Es lógico que en una sociedad
donde no sólo se poseen bienes materiales para la satisfacción y el goce
personal, sino también privilegios de los cuales gozan unos pocos a costa de
otros, como los dueños de los medios de producción del sistema capitalista,
donde unos cuantos se benefician de las ganancias generadas por la fuerza de
trabajo de las mayorías, entre las que se encuentran las mujeres.
El concepto de posesión y
la palabra tener se manifiestan,
asimismo, en otros planos de la vida sociocultural. De modo que es natural que
la gente diga: mi médico (y no el
médico que me trata la enfermedad), mi
profesor (y no el profesor que me enseña), mi arquitecto (y no el arquitecto que construye la casa), como si
estos profesionales formaran parte de su propiedad privada, aunque la necesidad
de poseer no es una facultad innata de los seres humanos, programada
genéticamente desde la noche de los tiempos, sino una facultad adquirida en un contexto
social determinado, donde las personas no sólo poseen bienes materiales, sino
también personas, como si estas no fuesen sujetos sino objetos sin alma ni
cerebro.
El Estado burgués, basado
en la propiedad privada de los medios de producción y la desigualdad social,
institucionalizó el supuesto derecho que tiene el hombre sobre la mujer. Se
puede afirmar que el Estado tiene el ADN patriarcal y a nadie le resulta extraño que el hombre hable de
la mujer como un bien privado o un objeto adquirido en un bazar.
Lo cierto es que el verbo
tener se emplea siempre que se quiere
hablar de manera posesiva. El hombre cuando se refiere a sus hijos habla como
si fuesen su propiedad privada y cuando habla de la madre de sus hijos suele decir:
mi mujer o mi esposa y no la mujer con
quien comparto mi vida y es la madre de nuestros hijos. El hombre se hace
la idea de que es dueño y amo de la mujer, como parte de una sociedad donde
prima la propiedad privada y la mentalidad patriarcal.
El hombre cree poseer el
cuerpo y los sentimientos de la mujer; cuando en realidad, los sentimientos, el
cuerpo y los pensamientos le pertenecen solo a ella y que nadie puede convertir
el amor ajeno en una propiedad privada.
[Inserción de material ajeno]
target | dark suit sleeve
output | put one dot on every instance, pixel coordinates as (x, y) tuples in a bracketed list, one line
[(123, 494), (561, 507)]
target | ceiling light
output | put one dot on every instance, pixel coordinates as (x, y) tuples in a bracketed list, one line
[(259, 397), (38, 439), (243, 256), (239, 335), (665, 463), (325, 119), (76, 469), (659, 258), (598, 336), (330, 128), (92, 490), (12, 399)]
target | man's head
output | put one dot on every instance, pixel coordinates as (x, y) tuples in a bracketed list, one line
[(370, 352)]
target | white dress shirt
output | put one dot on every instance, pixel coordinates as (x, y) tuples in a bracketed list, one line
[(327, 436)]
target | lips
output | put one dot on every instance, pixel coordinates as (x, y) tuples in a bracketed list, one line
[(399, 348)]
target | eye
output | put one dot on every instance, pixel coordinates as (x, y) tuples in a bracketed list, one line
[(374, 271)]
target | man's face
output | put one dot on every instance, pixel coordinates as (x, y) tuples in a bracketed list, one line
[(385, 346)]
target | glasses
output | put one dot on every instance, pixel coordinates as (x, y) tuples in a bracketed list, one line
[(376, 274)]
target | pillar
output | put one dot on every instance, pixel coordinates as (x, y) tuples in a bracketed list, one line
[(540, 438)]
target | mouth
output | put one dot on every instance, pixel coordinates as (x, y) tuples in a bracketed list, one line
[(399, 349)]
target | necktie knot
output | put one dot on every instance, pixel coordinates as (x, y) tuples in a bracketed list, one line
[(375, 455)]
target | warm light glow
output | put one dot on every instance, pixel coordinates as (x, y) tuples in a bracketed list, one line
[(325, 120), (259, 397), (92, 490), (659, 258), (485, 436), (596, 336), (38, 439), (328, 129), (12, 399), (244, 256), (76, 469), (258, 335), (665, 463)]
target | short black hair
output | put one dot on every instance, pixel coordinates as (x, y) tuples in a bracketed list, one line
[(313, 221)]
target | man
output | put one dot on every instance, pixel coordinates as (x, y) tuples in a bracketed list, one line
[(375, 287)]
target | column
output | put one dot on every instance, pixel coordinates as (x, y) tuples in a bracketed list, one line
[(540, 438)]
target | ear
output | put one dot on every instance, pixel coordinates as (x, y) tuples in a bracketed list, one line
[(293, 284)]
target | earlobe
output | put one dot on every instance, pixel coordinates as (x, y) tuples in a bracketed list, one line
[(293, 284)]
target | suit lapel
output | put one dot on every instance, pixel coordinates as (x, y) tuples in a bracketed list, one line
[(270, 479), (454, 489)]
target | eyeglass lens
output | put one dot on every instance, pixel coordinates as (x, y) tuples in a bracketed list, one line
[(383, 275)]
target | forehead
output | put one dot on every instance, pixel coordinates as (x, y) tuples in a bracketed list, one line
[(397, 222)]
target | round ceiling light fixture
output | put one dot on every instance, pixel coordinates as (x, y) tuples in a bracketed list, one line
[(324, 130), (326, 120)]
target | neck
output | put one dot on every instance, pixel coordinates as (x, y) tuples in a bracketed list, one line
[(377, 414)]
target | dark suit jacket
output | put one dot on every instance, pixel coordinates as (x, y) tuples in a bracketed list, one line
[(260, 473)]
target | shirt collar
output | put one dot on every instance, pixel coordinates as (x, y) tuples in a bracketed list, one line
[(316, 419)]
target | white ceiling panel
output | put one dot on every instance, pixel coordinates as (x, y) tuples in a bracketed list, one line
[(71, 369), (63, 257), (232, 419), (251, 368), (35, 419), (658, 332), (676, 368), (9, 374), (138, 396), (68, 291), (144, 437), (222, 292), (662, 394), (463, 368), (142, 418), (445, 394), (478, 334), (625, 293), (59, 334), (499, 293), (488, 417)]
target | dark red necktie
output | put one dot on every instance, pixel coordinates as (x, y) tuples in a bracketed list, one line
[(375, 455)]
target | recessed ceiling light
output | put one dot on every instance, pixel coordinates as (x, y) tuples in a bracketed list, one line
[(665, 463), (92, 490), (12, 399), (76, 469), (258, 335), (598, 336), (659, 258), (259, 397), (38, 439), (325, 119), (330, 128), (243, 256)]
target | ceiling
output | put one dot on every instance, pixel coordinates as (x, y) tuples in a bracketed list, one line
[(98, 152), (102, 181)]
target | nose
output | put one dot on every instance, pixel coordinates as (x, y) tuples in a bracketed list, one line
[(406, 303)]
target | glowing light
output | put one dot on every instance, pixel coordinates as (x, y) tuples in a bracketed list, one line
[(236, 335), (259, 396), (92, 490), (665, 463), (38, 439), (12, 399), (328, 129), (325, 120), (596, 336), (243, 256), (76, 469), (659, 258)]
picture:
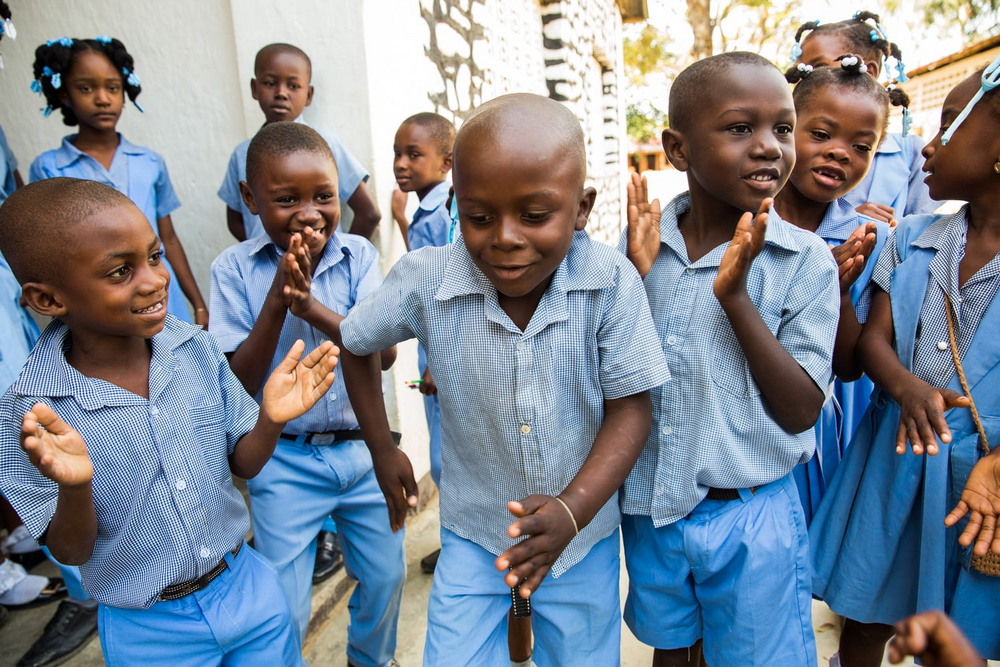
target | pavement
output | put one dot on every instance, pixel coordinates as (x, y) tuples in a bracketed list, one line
[(326, 642)]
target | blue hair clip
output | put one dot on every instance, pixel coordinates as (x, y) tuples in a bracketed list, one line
[(990, 80)]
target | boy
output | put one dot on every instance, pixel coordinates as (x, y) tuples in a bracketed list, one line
[(422, 159), (281, 85), (544, 351), (715, 540), (136, 484), (272, 289)]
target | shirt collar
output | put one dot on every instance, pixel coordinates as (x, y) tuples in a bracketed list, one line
[(47, 373)]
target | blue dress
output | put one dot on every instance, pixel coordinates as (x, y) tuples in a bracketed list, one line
[(880, 549), (136, 172)]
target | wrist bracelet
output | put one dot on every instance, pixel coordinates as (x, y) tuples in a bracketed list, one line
[(572, 518)]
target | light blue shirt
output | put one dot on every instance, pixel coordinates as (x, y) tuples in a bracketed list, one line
[(167, 510), (711, 427), (519, 409), (431, 221), (350, 174), (242, 275)]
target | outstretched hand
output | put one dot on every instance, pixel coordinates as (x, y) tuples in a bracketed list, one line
[(748, 240), (55, 447), (980, 500), (296, 384), (643, 233), (550, 528)]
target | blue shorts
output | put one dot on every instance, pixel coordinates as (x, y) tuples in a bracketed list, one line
[(575, 618), (241, 617), (733, 572)]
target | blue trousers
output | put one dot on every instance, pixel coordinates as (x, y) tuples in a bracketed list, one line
[(576, 618), (291, 498), (241, 618)]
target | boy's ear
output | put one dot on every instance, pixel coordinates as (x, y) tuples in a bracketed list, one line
[(247, 196), (586, 206), (43, 298), (675, 147)]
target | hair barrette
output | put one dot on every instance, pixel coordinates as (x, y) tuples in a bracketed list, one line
[(989, 81)]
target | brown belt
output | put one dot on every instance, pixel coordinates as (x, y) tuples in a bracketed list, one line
[(177, 591)]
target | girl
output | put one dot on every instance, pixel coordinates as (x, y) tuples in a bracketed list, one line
[(894, 185), (87, 80), (881, 548), (841, 118)]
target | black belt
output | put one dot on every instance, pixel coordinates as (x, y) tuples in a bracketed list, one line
[(177, 591), (334, 437), (726, 494)]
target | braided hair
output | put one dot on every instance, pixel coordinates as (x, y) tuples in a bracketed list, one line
[(54, 61)]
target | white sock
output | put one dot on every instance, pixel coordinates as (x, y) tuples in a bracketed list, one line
[(18, 586)]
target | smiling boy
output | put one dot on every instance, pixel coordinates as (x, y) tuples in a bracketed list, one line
[(287, 284), (135, 485), (746, 309), (544, 353)]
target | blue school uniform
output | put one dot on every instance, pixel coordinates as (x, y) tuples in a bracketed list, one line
[(843, 409), (317, 476), (896, 178), (350, 175), (881, 550), (136, 172), (167, 510), (687, 550), (429, 227), (520, 411)]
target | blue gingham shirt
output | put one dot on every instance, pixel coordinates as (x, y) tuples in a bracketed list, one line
[(711, 427), (350, 174), (167, 510), (519, 409), (431, 221), (969, 302), (242, 274)]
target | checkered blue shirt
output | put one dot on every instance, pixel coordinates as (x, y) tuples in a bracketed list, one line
[(167, 510), (711, 428), (242, 275), (946, 236), (519, 409)]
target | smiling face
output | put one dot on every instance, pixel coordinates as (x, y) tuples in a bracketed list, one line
[(836, 134), (293, 191), (114, 282), (738, 148), (963, 168), (520, 199), (94, 91), (281, 85), (418, 162)]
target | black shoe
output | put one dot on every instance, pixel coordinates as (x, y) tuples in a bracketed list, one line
[(65, 634), (328, 556), (429, 562)]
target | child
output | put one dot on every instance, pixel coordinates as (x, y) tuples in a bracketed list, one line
[(543, 353), (881, 551), (715, 539), (281, 85), (841, 117), (87, 80), (894, 185), (273, 289), (136, 484)]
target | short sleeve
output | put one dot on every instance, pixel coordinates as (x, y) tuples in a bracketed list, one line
[(384, 318), (810, 313), (630, 353), (166, 199)]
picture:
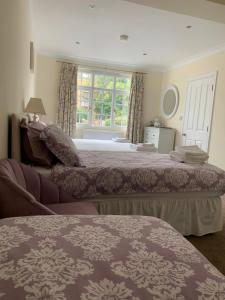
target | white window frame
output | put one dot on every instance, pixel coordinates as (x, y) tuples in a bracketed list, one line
[(114, 91)]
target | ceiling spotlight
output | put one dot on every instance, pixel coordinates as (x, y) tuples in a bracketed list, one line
[(124, 37)]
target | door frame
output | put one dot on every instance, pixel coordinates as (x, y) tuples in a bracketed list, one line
[(214, 76)]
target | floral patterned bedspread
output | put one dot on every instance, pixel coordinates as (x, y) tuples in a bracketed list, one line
[(135, 172), (101, 258)]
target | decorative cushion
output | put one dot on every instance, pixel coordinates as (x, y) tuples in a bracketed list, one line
[(34, 150), (61, 145)]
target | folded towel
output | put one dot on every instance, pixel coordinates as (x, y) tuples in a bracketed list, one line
[(120, 140), (189, 154), (146, 147)]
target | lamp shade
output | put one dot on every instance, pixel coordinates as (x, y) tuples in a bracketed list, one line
[(35, 106)]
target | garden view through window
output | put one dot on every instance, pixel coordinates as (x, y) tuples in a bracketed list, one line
[(103, 99)]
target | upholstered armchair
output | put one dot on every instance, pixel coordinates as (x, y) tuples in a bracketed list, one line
[(24, 192)]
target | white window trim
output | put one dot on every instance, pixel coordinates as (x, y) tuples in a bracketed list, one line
[(91, 88)]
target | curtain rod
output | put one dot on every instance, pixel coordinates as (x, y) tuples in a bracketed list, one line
[(99, 68)]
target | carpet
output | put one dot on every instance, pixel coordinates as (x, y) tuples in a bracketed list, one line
[(212, 246)]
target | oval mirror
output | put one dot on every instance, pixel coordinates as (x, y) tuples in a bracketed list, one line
[(169, 102)]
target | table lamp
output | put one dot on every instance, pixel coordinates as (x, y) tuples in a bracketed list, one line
[(36, 107)]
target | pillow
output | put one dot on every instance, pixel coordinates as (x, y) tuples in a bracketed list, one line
[(34, 150), (61, 145)]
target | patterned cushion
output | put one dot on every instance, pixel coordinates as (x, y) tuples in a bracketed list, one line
[(61, 146), (34, 150)]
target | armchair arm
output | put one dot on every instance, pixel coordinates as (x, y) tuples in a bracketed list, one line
[(18, 202)]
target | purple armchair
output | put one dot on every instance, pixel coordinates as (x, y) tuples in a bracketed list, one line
[(24, 192)]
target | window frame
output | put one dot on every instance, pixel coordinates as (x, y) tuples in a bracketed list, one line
[(114, 92)]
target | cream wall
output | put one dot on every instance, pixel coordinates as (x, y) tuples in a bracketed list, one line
[(16, 80), (47, 85), (152, 95), (179, 77)]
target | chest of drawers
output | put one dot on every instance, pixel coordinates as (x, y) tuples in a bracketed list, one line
[(162, 138)]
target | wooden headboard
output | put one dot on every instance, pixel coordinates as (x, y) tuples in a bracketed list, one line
[(15, 136)]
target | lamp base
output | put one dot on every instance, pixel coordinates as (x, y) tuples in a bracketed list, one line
[(36, 118)]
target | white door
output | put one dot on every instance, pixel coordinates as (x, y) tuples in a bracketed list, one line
[(198, 111)]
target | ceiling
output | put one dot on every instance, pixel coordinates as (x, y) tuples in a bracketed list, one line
[(213, 10), (160, 33)]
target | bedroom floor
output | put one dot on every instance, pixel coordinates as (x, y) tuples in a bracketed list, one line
[(213, 246)]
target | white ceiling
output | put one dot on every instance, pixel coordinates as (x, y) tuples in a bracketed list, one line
[(213, 10), (162, 34)]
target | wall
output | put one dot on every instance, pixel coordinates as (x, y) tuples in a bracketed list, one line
[(16, 80), (47, 85), (152, 96), (179, 77), (47, 82)]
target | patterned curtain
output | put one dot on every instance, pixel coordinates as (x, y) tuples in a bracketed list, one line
[(67, 107), (134, 127)]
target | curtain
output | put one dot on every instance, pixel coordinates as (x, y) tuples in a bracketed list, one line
[(67, 106), (134, 127)]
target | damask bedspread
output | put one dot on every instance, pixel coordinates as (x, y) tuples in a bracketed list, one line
[(101, 258), (133, 172)]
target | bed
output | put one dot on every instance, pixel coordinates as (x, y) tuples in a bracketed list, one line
[(189, 199), (102, 257), (103, 145)]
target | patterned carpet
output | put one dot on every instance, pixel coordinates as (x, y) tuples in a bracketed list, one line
[(213, 246)]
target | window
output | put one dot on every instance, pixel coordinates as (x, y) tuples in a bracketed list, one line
[(103, 99)]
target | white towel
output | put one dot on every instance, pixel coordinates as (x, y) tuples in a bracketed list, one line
[(120, 140), (189, 154), (146, 147)]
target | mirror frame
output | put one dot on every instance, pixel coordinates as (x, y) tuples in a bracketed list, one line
[(176, 93)]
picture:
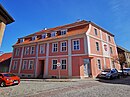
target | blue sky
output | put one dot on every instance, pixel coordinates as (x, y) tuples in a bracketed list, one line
[(34, 15)]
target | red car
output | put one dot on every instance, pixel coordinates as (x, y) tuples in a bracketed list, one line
[(7, 79)]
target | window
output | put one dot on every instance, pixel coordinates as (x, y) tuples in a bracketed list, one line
[(111, 50), (44, 36), (95, 31), (53, 34), (63, 32), (54, 64), (17, 52), (97, 46), (32, 51), (21, 40), (63, 46), (109, 38), (26, 50), (24, 67), (54, 47), (41, 49), (15, 65), (63, 64), (34, 38), (76, 45), (30, 66), (99, 64)]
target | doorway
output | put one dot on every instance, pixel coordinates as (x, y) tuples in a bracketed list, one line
[(87, 68)]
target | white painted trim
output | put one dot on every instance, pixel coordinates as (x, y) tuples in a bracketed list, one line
[(21, 60), (66, 63), (53, 47), (36, 61), (61, 46), (46, 61), (69, 58), (73, 44)]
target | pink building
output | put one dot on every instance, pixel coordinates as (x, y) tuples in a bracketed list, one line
[(82, 48)]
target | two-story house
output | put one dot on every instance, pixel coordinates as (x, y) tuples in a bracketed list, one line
[(82, 48)]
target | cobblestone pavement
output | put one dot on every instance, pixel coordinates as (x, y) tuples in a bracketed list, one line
[(80, 88)]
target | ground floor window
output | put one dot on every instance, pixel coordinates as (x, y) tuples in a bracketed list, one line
[(54, 64), (99, 64), (30, 66)]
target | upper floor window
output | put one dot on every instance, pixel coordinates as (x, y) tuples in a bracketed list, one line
[(31, 63), (53, 34), (24, 67), (32, 51), (97, 46), (34, 38), (15, 65), (44, 36), (111, 50), (26, 50), (17, 52), (21, 40), (95, 31), (41, 49), (63, 46), (99, 64), (54, 64), (109, 38), (63, 32), (63, 64), (55, 47), (76, 45)]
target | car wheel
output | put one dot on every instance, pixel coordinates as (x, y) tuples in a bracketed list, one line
[(2, 84)]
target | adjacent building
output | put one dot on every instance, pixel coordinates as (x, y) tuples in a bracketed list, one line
[(5, 60), (81, 48), (5, 19), (124, 56)]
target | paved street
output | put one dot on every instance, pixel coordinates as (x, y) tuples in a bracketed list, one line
[(78, 88)]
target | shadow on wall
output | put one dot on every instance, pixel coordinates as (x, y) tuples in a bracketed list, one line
[(124, 81)]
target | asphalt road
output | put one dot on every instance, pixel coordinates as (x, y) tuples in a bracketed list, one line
[(79, 88)]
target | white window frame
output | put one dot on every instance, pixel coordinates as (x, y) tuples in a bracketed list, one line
[(54, 64), (63, 32), (76, 44), (42, 48), (21, 40), (15, 65), (63, 64), (24, 66), (53, 34), (44, 36), (17, 51), (26, 51), (32, 51), (54, 47), (34, 38), (99, 65), (97, 46), (30, 64), (63, 46)]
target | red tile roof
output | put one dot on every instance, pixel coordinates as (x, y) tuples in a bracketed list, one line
[(5, 56)]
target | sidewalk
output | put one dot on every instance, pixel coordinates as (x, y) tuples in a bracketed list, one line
[(58, 80)]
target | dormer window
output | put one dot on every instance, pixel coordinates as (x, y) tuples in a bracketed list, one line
[(21, 40), (44, 36), (53, 34), (34, 38), (63, 32)]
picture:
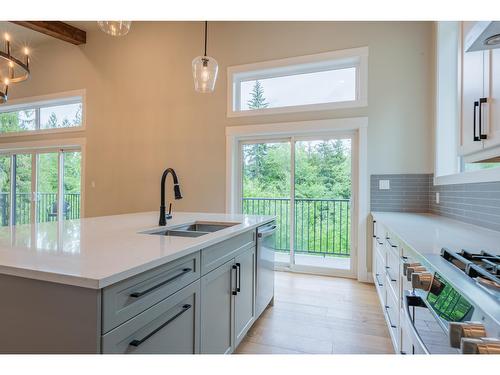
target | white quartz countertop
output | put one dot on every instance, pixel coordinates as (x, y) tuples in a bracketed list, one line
[(97, 252), (428, 234)]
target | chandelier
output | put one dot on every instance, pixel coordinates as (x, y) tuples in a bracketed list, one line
[(12, 69), (115, 28), (205, 70)]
Sin embargo, en una sociedad patriarcal,
el hombre cree haber privatizado todo como por mandato divino, incluso el amor y el dolor; sensaciones que no pueden verse ni tocarse y mucho menos
poseerse, medirse o pesarse. Por lo tanto, lo que se llama tener dolor o tener amor
no son más que expresiones simbólicas o metafóricas.
Si bien es cierto que la revolución industrial,
que trajo consigo un inusitado desarrollo de la economía y la tecnología,
incorporó a la mujer al sistema de producción capitalista, convirtiéndola en una obrera asalariada, es cierto también que la
convirtió en un ser doblemente explotada, ya que el rol de la mujer, como madre
y esposa, no puede analizarse al margen de la sociedad capitalista, que hizo de
ella una esclava doméstica y una esclava de los medios de producción, aparte de
que el Estado patriarcal, basado en la propiedad privada y la desigualdad
social, institucionalizó el supuesto derecho que tiene el hombre sobre ella,
cuya principal función consiste en procrear hijos, atender al marido y aportar,
en el mejor de los casos, a la economía familiar.
El lenguaje machista y
patriarcal es el reflejo de una sociedad construida de manera jerárquica y
piramidal, donde los hombres ocupan la cúspide, con todos los privilegios y
ventajas que les concede su condición de machos,
y las mujeres ocupan la base de la pirámide social, sin más derecho que ser
madres, esposas o hijas, aunque ellas sean -y siempre fueron- el motor que se
mueve, desde el silencio y el anonimato, detrás de los hombres y de muchas de
las ideas que transformaron las estructuras socioeconómicas y la vida cultural
de las sociedades existentes hasta nuestros días.